THEORETHICAL REFERENCIAL

Thinking of the popular practice of care to people with wounds, we need to enhance respect for their autonomy, because biological wounds are part of a body-subject, inserted in a transcultural context and their care have to consider all the dimensions. It is necessary to discuss care practices in their social, cultural context, quality of life and human dignity of people with wounds.

From the moment a person is born, it is necessary to develop care for life´s continuity. Human existence is possible only when there is care5.6. Thus, from this sense, it arises different aspects enabling discussions regarding care: human care is proper to men, so there is not human existence without some care.

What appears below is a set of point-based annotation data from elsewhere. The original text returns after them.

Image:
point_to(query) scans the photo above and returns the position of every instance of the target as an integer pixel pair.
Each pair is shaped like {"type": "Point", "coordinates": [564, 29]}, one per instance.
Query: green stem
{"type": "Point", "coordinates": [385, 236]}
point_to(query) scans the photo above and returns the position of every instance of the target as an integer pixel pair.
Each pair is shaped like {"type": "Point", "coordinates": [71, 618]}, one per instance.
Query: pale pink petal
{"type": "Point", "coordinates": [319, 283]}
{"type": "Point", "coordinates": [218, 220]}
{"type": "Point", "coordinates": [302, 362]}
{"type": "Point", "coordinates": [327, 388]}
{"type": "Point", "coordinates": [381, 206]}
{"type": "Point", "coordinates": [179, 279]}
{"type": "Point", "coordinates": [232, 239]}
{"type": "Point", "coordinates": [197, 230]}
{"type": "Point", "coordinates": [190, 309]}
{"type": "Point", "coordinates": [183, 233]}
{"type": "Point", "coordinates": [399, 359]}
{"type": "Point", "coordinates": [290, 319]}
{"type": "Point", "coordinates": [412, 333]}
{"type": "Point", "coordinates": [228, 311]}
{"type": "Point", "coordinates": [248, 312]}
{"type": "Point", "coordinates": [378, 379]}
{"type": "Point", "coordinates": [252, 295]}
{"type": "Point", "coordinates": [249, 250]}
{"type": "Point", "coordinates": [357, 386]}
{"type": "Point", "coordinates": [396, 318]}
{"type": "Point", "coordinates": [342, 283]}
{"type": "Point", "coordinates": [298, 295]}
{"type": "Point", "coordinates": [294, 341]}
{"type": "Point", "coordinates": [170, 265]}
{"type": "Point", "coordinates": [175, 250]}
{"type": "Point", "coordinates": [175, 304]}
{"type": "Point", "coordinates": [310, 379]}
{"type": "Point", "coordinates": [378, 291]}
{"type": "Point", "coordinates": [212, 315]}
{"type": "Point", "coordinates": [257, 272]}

Historically the attitudes of care are more common in female figure, but in some way, every human being develops unique ways to care, because the starting point for the first human experiences related to care occurs when starting their own lives, within home, receiving the warmth and affection of the family. In it, they formed roots, values and knowledge, including care knowledge5.6.

When speaking of nursing care, there are peculiarities related to care, based on the knowledge developed, of a scientific nature, which is defined7 as professional nursing care. This care should be an act directed the completeness of the human being, from a set of acts, immersed in a social, spiritual and cultural context respecting the particularities of each person, family and community.

In nursing care practice is possible to keep the cultural care of the patient when their practices help and not interfere with the health-disease process. Sometimes negotiate it through dialogue between the scientific and professional knowledge of the cultural user, adjusting them in order to obtain satisfactory results or even restructure it when patient care practices do not favor the restoration of their health7.

Based on the Theory of Cultural Diversity and Universality of Care7, proposed by Madeleine Leininger, a study of people with wounds, classified care into two subsystems: the popular care from people, transmitted through the generations, and care professional, arising from technical and scientific knowledge8.

Thus, each person has a particular way to face certain situations, and this has a direct link with the cultural influence of each person. Therefore, when someone suffers injury ending in an injury, he will have their peculiar ways of care, with reflections of his own history and culture8.9.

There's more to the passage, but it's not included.